September 14, 2012 (6 min read)
When a workers’ compensation practitioner talks about the appropriate COLA, he is usually not discussing his favorite soft drink! Rather, Labor Code Section 4659(c) indicates that certain awards of permanent disability shall be increased annually by something called the State Average Weekly Wage (SAWW). The SAWW is a figure published by the State of California to reflect how much wages increased during the prior year. This SAWW figure in turn serves as a cost of living adjustment (COLA) when paying these permanent disability awards.
There has been a great deal of uncertainty over the last several years as to how to determine the present value of the future SAWW adjustments. The difficulty of determining a present value for these future SAWW increases is that the actual amount of the future SAWW increases is simply unknown.

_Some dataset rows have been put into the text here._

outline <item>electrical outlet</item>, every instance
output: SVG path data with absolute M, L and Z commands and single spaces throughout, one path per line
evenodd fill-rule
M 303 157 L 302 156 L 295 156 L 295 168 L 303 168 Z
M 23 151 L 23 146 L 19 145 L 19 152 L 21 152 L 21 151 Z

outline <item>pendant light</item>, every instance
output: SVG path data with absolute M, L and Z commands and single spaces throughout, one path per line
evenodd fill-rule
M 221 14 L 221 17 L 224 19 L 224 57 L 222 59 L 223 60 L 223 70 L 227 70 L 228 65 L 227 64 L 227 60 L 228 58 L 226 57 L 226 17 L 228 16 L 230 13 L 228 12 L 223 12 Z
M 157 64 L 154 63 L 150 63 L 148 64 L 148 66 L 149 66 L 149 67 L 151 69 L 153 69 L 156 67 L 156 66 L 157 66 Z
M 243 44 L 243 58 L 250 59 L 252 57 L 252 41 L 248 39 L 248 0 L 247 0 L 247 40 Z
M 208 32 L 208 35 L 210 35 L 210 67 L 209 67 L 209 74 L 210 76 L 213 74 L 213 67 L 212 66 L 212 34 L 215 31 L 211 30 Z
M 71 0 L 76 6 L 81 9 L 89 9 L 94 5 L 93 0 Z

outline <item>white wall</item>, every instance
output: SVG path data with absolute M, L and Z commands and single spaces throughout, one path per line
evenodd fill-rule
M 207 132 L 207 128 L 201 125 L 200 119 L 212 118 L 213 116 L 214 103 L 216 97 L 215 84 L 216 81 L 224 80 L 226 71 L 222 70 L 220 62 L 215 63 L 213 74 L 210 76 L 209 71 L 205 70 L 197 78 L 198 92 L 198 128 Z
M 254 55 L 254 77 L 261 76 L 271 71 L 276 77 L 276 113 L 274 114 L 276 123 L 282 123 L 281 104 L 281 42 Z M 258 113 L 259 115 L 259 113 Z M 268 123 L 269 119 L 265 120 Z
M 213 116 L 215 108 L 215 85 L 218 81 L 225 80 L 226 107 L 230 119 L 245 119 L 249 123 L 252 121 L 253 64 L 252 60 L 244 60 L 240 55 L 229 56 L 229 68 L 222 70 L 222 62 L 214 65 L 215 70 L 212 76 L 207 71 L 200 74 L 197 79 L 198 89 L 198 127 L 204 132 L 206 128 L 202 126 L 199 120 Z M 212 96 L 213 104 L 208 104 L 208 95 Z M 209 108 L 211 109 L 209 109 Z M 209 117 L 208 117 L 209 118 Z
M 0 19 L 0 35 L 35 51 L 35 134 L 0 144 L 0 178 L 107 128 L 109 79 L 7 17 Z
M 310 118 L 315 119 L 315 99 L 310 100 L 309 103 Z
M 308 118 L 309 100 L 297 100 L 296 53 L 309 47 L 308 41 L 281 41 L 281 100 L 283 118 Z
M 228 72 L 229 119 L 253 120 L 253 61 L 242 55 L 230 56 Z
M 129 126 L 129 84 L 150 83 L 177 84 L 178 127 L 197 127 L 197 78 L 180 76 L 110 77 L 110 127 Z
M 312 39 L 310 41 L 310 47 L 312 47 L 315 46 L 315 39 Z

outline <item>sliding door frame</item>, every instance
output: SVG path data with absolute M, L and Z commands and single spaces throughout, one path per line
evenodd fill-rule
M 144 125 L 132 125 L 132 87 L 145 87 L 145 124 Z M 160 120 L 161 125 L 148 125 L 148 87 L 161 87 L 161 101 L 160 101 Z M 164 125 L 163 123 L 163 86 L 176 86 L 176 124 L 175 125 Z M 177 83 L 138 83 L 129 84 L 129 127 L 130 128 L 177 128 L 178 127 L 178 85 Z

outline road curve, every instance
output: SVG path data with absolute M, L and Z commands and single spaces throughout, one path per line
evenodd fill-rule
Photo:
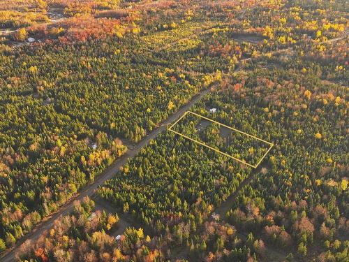
M 146 146 L 151 139 L 156 138 L 162 131 L 167 129 L 168 124 L 172 123 L 181 115 L 185 111 L 188 110 L 197 101 L 200 100 L 205 94 L 209 92 L 210 88 L 202 89 L 198 94 L 195 95 L 189 102 L 179 108 L 178 111 L 169 116 L 165 121 L 163 121 L 158 127 L 155 128 L 149 133 L 143 139 L 137 143 L 133 148 L 129 148 L 127 152 L 121 157 L 116 160 L 112 163 L 105 170 L 104 170 L 100 175 L 96 177 L 95 180 L 86 185 L 79 193 L 71 198 L 68 202 L 61 205 L 59 209 L 54 213 L 44 218 L 44 219 L 36 225 L 33 231 L 29 233 L 24 235 L 17 241 L 14 247 L 10 251 L 5 253 L 0 257 L 1 262 L 12 262 L 15 261 L 15 254 L 20 247 L 27 240 L 35 241 L 46 229 L 50 228 L 54 220 L 59 217 L 59 216 L 65 215 L 72 211 L 73 203 L 75 201 L 82 200 L 85 196 L 91 196 L 94 194 L 95 190 L 104 182 L 112 178 L 114 175 L 117 172 L 121 166 L 123 166 L 128 160 L 128 159 L 135 157 L 140 150 Z

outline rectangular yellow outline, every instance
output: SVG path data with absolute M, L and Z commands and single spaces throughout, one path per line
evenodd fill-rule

If we assume that these future increases will be at a 5% annual rate, and the SAWW increases only by a 3% rate in a given year, the practical effect of using too high of an SAWW is that the attorney’s fee will be based on a present value that is too high. In other words, applicant’s stream of benefits will be reduced more than they should be. The problem becomes even more significant when the compounding nature of the SAWW is taken into consideration. Once the 5% is assumed to be the SAWW for a given year, the following year’s SAWW is calculated based on the prior year’s increase. Thus, if that prior year’s actual SAWW is lower than that assumed, the error is carried forward.
A recent panel of commissioners with the Workers’ Compensation Appeals Board addressed the question of what average future SAWW increase should be assumed when reducing future COLA payments to a present value. In Anderson v. Jaguar/Land Rover of Ventura, 2012 Cal. Wrk. Comp. P.D. LEXIS --, the Workers’ Compensation Administrative Law Judge (WCJ) assumed a 4.6% COLA in calculating the present value of the permanent disability when calculating the attorney’s fees. Defendant filed a petition for reconsideration arguing that a 4.6 SAWW is “speculative, too high and not in applicant’s best interests”.
In addressing defendant’s petition, the commissioners first acknowledged that since Labor Code Section 4659(c) became effective, the Disability Evaluation Unit (DEU) has assumed a COLA of 4.6%. This assumed 4.6% was based on the prior DEU manager’s analysis of the SAWW over the prior 50 years. In the absence of a specific request by a WCJ or one of the parties, the commissioners noted, that would be the COLA that would be assumed by the DEU in calculating the present value of these awards. The commissioners further acknowledged the numerous prior decisions of the WCAB where the use of the 4.6% COLA has been endorsed.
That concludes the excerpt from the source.